An ordained minister from Upper Marlboro, Maryland appeared in court Wednesday to appeal a life sentence on charges he murdered his wife -- and shocked the courtroom by confessing to the crime.
Spencer Chase admitted for the first time in court Wednesday that he murdered his wife of 20 years, Antoinette Chase, in 2008.
After having served six years in prison, Chase asked a judge on Wednesday that he be set free in nine years. While speaking in his own defense, Chase admitted to killing his wife.
"I stand here today a guilty man -- guilty of taking a life of someone I pledged to love and protect," he said, speaking as if he were delivering a sermon.
Judge Beverly Woodard denied Spencer's request.
"The only thing I can say is I’m glad you admitted that you did it," the judge said.
"There is no doubt in my mind that you killed her," she said after Chase was convicted in August 2010. A previous trial ended in a mistrial when the jury failed to reach a verdict.
Antoinette Chase's daughter, Monique Davis, said the courtroom confession stunned her.
"I was very shocked because for seven years he's denied it," she said about her stepfather, who was a minister at Heritage Church International in Waldorf.
Antoinette Chase, 46, was found strangled to death May 20, 2008 in the couple's home. She worked as an analyst for the Department of Homeland Security and was in the process of splitting from her husband, The Washington Post reported when Spencer Chase was sentenced.
Spencer called 911 and pretended he was not responsible for her death, said John Erzen, a spokesman for the Prince George's County State's Attorney.
"He horrifically and brutally murdered his wife and then went and ran errands like nothing happened," he said.

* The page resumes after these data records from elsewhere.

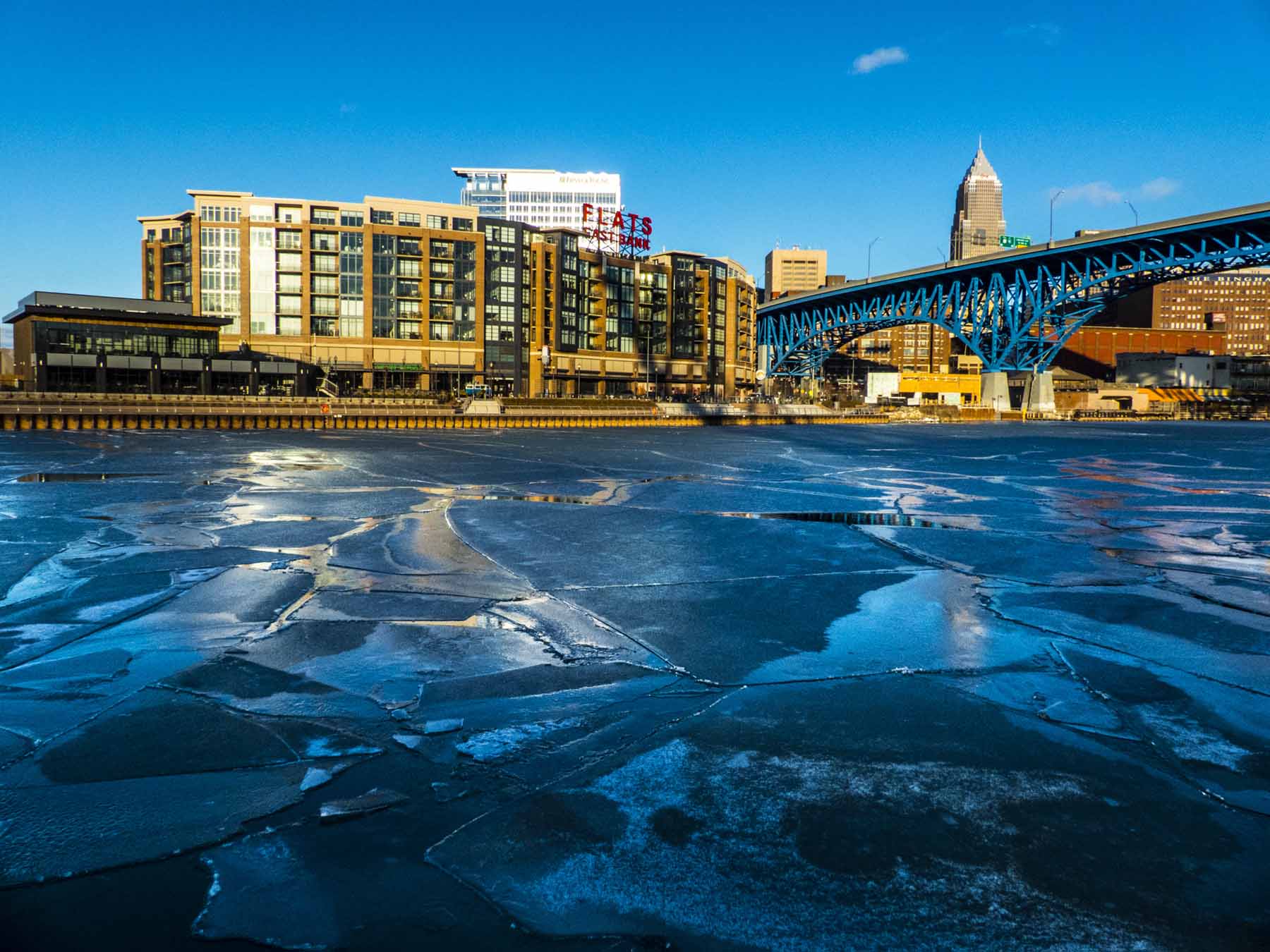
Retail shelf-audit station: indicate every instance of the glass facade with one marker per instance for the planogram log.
(66, 338)
(219, 276)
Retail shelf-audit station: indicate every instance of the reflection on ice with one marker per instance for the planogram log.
(943, 626)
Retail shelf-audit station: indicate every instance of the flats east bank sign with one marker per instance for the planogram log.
(624, 230)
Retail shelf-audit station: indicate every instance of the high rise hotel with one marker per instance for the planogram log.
(541, 197)
(399, 293)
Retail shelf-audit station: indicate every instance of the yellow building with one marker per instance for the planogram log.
(406, 295)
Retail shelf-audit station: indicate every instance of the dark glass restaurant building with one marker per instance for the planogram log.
(87, 343)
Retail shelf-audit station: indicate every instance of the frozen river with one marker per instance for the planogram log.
(780, 688)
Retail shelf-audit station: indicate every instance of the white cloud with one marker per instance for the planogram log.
(1103, 193)
(879, 57)
(1046, 33)
(1159, 188)
(1096, 193)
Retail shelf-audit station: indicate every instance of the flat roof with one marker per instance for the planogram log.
(55, 304)
(461, 171)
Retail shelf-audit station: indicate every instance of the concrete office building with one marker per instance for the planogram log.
(421, 296)
(1203, 371)
(1236, 303)
(790, 269)
(1094, 350)
(541, 197)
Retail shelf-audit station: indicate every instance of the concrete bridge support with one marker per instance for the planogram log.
(1039, 393)
(995, 390)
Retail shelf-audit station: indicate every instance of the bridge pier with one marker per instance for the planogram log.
(995, 390)
(1039, 393)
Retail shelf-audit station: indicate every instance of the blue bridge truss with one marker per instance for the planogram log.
(1014, 310)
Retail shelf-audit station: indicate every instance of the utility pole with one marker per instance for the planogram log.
(1052, 200)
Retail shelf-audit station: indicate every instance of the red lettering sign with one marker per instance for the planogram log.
(628, 231)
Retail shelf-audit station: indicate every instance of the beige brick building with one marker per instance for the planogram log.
(393, 293)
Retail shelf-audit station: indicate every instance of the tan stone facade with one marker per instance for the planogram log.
(789, 269)
(401, 295)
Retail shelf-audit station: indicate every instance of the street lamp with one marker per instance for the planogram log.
(1052, 200)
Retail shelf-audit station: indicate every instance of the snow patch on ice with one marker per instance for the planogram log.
(492, 745)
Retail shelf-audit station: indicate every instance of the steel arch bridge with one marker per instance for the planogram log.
(1014, 310)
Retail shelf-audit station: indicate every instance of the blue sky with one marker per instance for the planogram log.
(734, 126)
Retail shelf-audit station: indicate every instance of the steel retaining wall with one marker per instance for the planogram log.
(73, 415)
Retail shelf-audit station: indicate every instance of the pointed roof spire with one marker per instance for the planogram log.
(979, 165)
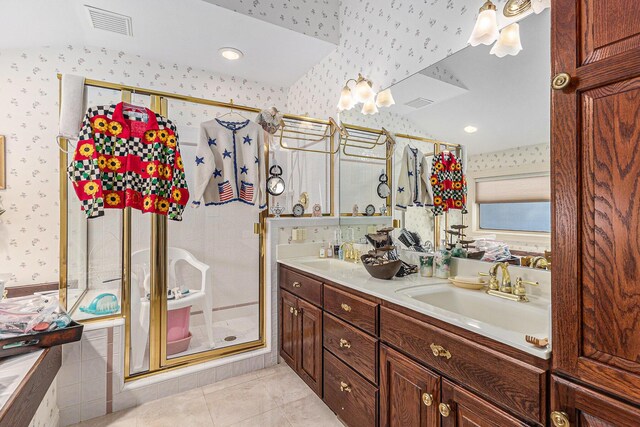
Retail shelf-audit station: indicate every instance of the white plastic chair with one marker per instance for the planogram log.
(200, 298)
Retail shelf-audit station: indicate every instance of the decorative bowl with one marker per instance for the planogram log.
(382, 271)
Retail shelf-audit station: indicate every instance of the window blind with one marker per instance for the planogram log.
(513, 189)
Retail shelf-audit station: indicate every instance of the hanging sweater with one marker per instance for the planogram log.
(448, 182)
(128, 157)
(230, 164)
(413, 182)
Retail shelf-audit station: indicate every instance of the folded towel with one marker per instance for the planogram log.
(72, 106)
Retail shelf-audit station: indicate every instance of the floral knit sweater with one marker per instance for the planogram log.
(448, 182)
(128, 156)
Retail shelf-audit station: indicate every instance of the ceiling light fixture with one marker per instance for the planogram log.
(540, 5)
(363, 93)
(230, 53)
(509, 42)
(486, 29)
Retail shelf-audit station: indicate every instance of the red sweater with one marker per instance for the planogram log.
(128, 157)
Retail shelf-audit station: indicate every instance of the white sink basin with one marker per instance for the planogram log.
(527, 318)
(330, 264)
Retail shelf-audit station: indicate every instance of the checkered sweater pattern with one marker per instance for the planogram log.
(128, 157)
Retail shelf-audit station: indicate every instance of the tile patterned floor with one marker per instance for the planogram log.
(272, 397)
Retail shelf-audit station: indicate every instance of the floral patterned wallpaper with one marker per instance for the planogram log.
(29, 230)
(316, 18)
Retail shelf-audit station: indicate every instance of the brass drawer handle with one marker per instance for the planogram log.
(560, 81)
(444, 409)
(427, 399)
(560, 419)
(440, 351)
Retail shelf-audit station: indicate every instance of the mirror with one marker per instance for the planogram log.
(498, 110)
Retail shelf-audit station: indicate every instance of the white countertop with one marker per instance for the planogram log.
(12, 372)
(358, 278)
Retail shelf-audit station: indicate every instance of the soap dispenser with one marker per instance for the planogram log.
(442, 261)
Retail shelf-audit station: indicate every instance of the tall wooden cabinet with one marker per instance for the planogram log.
(595, 153)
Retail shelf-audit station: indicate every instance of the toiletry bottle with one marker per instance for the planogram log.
(442, 261)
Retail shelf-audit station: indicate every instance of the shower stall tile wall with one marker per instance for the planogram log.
(29, 101)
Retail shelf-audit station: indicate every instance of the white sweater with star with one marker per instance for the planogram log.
(230, 164)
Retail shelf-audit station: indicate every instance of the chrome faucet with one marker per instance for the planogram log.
(504, 289)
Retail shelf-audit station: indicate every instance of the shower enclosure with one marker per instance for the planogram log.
(189, 291)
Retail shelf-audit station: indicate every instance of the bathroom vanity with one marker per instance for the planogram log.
(413, 351)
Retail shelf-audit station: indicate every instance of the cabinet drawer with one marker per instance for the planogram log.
(501, 379)
(349, 395)
(355, 310)
(352, 346)
(302, 286)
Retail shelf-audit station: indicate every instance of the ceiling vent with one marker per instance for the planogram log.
(419, 102)
(110, 21)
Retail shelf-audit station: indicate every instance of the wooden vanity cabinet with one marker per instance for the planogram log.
(583, 407)
(301, 338)
(409, 392)
(595, 177)
(461, 408)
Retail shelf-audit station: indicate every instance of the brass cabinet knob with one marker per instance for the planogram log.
(560, 81)
(560, 419)
(427, 399)
(440, 351)
(444, 409)
(344, 343)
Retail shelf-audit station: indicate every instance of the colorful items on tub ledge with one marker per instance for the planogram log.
(128, 156)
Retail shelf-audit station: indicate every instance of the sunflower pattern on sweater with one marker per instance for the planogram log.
(128, 159)
(448, 183)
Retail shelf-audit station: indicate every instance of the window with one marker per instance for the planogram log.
(519, 203)
(518, 216)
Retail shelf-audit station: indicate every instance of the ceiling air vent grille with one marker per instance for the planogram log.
(110, 21)
(419, 102)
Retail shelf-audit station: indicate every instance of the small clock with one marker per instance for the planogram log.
(298, 209)
(275, 183)
(383, 188)
(370, 210)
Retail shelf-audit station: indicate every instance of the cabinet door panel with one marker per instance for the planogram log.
(587, 408)
(409, 392)
(595, 157)
(467, 409)
(310, 354)
(288, 329)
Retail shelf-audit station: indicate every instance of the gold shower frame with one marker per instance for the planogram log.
(158, 361)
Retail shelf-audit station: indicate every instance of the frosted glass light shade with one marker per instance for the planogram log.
(369, 107)
(508, 42)
(363, 92)
(540, 5)
(346, 100)
(385, 99)
(486, 29)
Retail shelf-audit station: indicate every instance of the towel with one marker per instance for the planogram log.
(72, 106)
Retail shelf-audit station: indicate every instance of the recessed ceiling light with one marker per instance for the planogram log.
(230, 53)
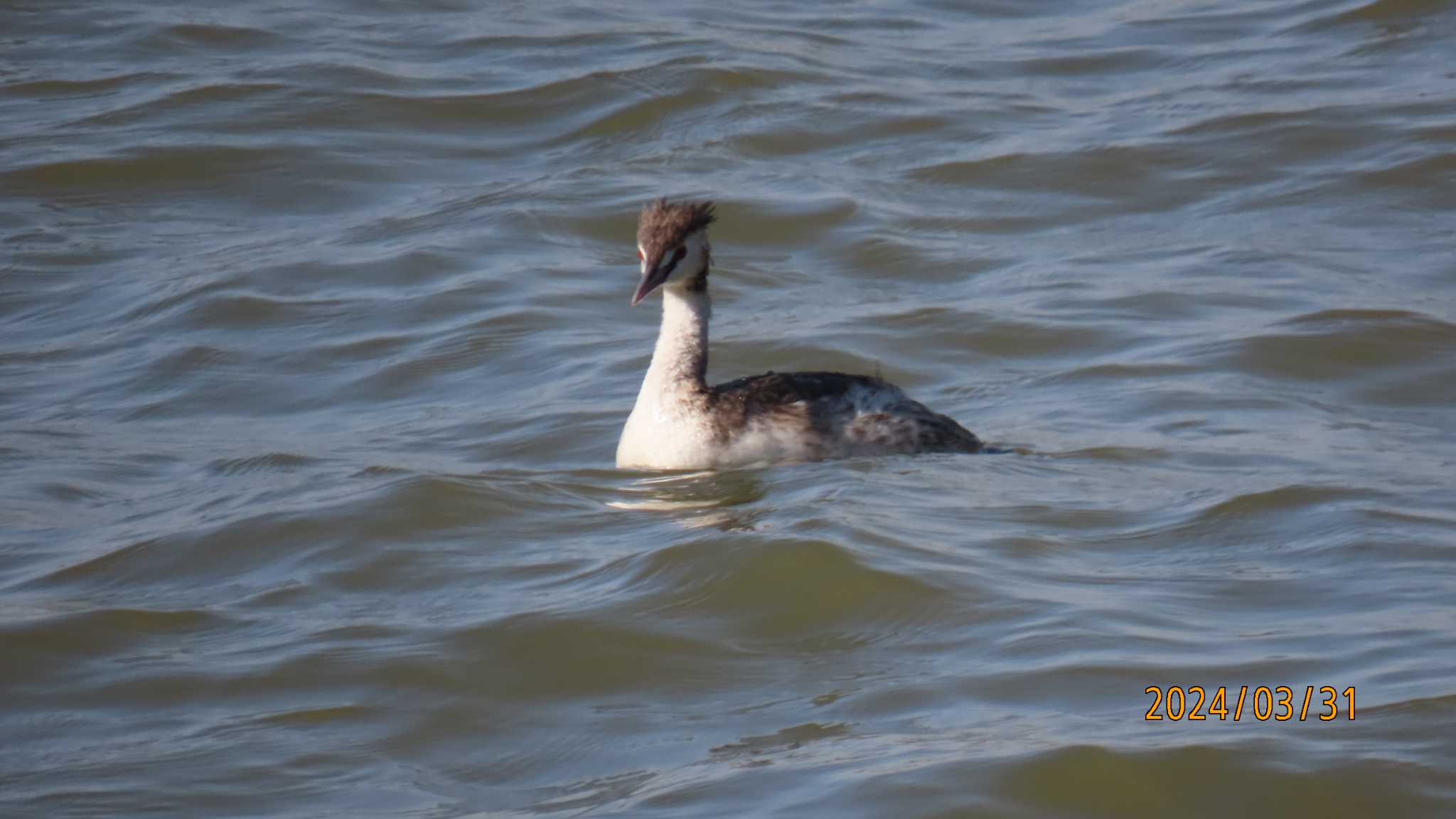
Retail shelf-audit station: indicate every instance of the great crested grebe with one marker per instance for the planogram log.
(682, 423)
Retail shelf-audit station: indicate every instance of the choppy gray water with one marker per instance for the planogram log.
(315, 346)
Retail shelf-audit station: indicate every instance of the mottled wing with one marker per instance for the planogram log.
(779, 390)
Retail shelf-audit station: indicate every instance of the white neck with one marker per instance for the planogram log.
(680, 359)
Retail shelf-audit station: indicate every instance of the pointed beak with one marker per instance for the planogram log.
(651, 279)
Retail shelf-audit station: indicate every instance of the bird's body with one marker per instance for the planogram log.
(682, 423)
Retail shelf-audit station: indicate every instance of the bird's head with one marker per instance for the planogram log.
(673, 245)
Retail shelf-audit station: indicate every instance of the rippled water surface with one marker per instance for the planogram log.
(315, 346)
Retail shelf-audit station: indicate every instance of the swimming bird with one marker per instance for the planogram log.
(682, 423)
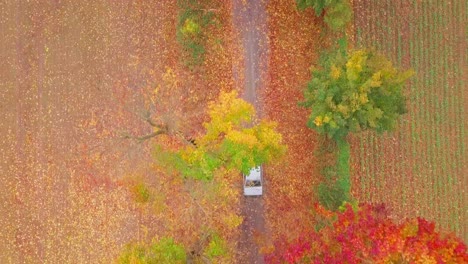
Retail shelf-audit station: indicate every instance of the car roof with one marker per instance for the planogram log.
(254, 174)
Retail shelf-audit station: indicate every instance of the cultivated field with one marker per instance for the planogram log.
(421, 169)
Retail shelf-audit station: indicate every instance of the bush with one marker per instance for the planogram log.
(337, 12)
(164, 251)
(355, 92)
(192, 22)
(367, 234)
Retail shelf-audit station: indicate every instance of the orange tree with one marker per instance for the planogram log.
(366, 234)
(209, 163)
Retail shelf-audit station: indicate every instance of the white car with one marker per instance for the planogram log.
(253, 182)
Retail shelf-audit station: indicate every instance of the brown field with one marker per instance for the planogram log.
(421, 169)
(294, 45)
(73, 78)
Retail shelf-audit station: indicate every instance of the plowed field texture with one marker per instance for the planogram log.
(421, 169)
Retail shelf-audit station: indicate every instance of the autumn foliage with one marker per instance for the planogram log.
(355, 91)
(230, 141)
(367, 234)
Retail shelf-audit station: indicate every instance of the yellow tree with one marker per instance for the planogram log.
(231, 141)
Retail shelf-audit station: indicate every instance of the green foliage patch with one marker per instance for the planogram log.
(338, 13)
(163, 251)
(192, 23)
(354, 92)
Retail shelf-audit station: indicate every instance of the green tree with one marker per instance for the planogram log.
(230, 141)
(354, 92)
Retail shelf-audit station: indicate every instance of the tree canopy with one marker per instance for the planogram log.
(354, 92)
(231, 141)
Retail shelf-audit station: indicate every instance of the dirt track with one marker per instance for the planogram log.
(250, 19)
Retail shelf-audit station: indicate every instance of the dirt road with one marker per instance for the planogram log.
(249, 18)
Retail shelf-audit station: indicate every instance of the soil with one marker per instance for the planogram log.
(249, 17)
(420, 169)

Spencer Chase was arrested after a detective electronically tracked the location of Antoinette Chase's cell phone and found the phone and gloves with the victim and attacker's DNA inside a storm drain, the Post reported.
Davis said while her stepfather serves his prison time, she is suffering a kind of sentence, too.
"I’m doing a life sentence, too, because I have to live without her," she said.